What’s born has dreadful capybara heads.
In 1983 a combined edition of The Memory of War and Children in Exile was published in England under the title of Children in Exile: Poems 1968-1984 and appeared in America the next spring. This volume, which contained all of the poems which Fenton wished to preserve, solidified his reputation in the United Kingdom and earned him the most enthusiastic reception a young British poet has had in America for decades. In the New Republic, Stephen Spender called Fenton “a brilliant poet of technical virtuosity” while Geoffrey Stokes in the Village Voice claimed his poems “aspire to greatness legitimately.” In the New York Review of Books Seamus Heaney agreed that “Fenton’s voice signals the emergence of a new poetic generation,” while A. Poulin, Jr., in the New York Times Book Review calmly reported that Fenton “already has all the earmarks of a genuinely major poet.” Newsweek even listed Fenton as a possible candidate for the Poet Laureate (which would ultimately be offered first to Philip Larkin and later accepted by Ted Hughes). Needless to say, Children in Exile was an amazing debut for a poet who had been unknown in America six months earlier.
While Fenton was not then a serious candidate for the laureateship, he was at that time actively campaigning for an almost equally prestigious position, the Oxford Professorship of Poetry. Originally endowed in 1696, this professorship has had a distinguished list of occupants including Matthew Arnold, F.T. Palgrave, W.H. Auden, Robert Graves, and C. Day Lewis. The professorship, which carries a five-year term and is elected by a convocation of Oxford M.A.’s, provides the victor with only a meager salary but an influential public platform. At thirty-five Fenton was one of the youngest candidates in the professorship’s history, but as an Oxford resident, he ran a popular campaign promising “to revive Auden’s willingness to function as a campus poet.” Ultimately Fenton lost the election to Peter Levi, another Oxford insider, but polled more votes than his distinguished elders Gavin Ewart and FT Prince. Fenton’s disappointment, however, was undoubtedly softened by his receipt of the 1984 Geoffrey Faber Memorial Prize on the eve of the election.

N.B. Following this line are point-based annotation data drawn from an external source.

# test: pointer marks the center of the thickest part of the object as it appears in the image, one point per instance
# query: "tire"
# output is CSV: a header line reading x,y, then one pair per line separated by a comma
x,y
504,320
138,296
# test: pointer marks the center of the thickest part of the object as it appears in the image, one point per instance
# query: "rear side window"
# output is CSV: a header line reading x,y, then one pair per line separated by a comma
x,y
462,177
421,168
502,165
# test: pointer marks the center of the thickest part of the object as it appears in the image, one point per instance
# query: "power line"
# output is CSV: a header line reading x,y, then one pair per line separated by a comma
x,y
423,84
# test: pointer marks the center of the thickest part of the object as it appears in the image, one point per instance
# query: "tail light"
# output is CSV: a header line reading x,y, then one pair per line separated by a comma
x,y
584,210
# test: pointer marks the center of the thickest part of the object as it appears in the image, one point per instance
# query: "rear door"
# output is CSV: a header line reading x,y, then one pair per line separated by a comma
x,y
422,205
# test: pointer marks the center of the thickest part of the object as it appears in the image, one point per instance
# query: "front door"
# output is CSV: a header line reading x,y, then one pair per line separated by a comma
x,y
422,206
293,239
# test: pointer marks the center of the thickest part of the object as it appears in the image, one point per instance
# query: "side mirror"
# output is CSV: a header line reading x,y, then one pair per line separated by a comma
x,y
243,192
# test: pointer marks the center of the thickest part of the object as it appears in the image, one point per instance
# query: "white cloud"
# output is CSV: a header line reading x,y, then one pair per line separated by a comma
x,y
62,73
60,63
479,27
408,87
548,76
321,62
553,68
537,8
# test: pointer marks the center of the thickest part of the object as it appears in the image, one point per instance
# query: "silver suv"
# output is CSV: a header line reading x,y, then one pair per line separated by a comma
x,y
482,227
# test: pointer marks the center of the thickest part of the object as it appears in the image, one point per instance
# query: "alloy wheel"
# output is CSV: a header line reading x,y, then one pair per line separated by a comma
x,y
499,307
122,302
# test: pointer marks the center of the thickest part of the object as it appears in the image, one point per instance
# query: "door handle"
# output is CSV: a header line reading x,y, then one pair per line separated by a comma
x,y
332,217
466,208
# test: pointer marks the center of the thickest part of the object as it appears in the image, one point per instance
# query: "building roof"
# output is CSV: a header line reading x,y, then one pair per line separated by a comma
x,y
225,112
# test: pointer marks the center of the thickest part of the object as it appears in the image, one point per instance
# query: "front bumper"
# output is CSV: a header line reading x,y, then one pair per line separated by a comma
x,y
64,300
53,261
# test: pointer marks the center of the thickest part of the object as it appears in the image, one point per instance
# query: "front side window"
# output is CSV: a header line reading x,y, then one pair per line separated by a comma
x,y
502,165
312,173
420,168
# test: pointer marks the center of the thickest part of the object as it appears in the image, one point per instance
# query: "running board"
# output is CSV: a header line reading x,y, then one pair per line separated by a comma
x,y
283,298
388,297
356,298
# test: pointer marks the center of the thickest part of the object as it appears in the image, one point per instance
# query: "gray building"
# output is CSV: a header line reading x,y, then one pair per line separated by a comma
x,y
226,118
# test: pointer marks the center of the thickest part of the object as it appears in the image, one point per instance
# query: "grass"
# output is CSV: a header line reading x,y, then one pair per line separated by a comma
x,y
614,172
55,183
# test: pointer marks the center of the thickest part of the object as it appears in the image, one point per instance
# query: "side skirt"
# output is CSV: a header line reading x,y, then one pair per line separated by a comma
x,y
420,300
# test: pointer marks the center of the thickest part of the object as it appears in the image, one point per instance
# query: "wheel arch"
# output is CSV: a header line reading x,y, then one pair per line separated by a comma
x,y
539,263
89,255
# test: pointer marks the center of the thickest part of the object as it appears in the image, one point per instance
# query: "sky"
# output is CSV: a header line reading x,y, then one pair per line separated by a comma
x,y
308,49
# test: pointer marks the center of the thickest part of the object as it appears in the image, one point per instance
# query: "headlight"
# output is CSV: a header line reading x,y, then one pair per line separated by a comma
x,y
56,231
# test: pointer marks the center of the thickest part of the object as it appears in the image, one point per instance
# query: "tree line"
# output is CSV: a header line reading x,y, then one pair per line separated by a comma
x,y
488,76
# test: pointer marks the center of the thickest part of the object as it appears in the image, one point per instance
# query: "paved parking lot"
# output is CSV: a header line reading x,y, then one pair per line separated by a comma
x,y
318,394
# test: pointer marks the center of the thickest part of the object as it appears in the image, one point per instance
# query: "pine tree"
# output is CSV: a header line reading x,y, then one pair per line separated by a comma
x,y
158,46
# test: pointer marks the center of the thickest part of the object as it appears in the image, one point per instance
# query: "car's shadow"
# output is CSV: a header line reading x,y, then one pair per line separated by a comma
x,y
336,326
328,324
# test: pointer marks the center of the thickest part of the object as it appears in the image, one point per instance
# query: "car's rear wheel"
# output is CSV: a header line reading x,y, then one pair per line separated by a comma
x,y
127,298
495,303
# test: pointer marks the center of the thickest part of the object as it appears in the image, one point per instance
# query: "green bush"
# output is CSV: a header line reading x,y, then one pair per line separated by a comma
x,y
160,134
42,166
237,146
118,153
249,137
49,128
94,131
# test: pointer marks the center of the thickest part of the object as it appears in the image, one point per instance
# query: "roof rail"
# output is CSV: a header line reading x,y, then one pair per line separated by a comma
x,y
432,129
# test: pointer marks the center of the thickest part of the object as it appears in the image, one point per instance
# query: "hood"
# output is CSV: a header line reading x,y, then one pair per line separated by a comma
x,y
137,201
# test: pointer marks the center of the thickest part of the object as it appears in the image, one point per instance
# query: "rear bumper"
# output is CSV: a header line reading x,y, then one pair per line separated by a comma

Fenton’s place as one of the foremost poets of his generation now seems assured. His work has achieved a broad readership on both sides of the Atlantic, and at readings and conferences he has assumed the role of a leading young man of letters. Likewise his reputation has spread beyond the world of poetry. His controversial translation of Verdi’s Rigoletto set in Mafia New York during the 1950’s has toured both England and America (and recently been recorded), and he is currently finishing a version of Simon Boccanegra. His celebrity status was confirmed in Redmond O’Hanlon’s popular comic travelogue, Into the Heart of Borneo (1984), which recounted a bizarre and fascinating trip the author took with Fenton into the primitive interior of the island. While Fenton has published little verse since Children in Exile, he has never been a prolific poet. Like Philip Larkin, he has distinguished himself by the consistent quality rather than the quantity of his verse. Where his future work will lead is impossible to predict, but it is safe to assume that it will be carefully read. Whether this fame proves a burden to his poetic development only time will tell, but success is surely an easier burden to bear than its alternative.